In the aftermath of the attack, we and our Joint Terrorism Task Force partners worked urgently to collect and analyze evidence. In the weeks immediately following December 6, we conducted over 500 interviews of witnesses, base personnel, and the shooter’s friends, classmates, and associates – among many other efforts. Because the crucial evidence on the killer’s phones was kept from us, we did all that investigating not knowing what we do now: valuable intelligence about what to ask, what to look for. If we had, our round-the-clock, all-hands-on-deck effort would have been a lot more productive.


The terrorists have been able to use that time to their advantage, Wray said, concocting and comparing stories with co-conspirators:

As a result, there’s a lot we just can’t do at this point that we could have done months ago.

For his part, Barr reiterated his belief that things can’t go on this way:

…if not for our FBI’s ingenuity, some luck, and hours upon hours of time and resources, this information would have remained undiscovered. The bottom line: our national security cannot remain in the hands of big corporations who put dollars over lawful access and public safety. The time has come for a legislative solution.

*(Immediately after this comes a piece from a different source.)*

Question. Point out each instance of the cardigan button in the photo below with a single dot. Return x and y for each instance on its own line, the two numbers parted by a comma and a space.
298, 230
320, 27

Carving up privacy one chunk at a time

Those “legislative solutions” are in the works. The FBI’s most recent fuming over Apple’s encryption is only the latest of several legislative moves to carve up Americans’ privacy. One such: the EARN-IT Act, or the Eliminating Abusive and Rampant Neglect of Interactive Technologies Act. The bill would require tech companies to meet safety requirements for children online before obtaining immunity from lawsuits. You can read the discussion draft here.
To kill that immunity, the bill would undercut Section 230 of the Communications Decency Act (CDA) from certain apps and companies so that they could be held responsible for user-uploaded content. Section 230, considered the most important law protecting free speech online, states that websites aren’t liable for user-submitted content.
Strip away Section 230, and platforms like Facebook, Reddit, and even end-to-end encrypted apps like WhatsApp and Signal would essentially have to give the government a backdoor to any and all customer information.
In other “let’s carve chunks out of privacy” moves, the Senate voted last week to reauthorize the Patriot Act while also renewing warrantless searches of web histories. The USA Freedom Reauthorization Act restores government powers that expired in March with Section 215 of the Patriot Act.
The bill has already been approved by both the House and Senate. All that’s left now to make it law is for Congress to iron out the differences in their drafts and for President Trump to sign the completed version.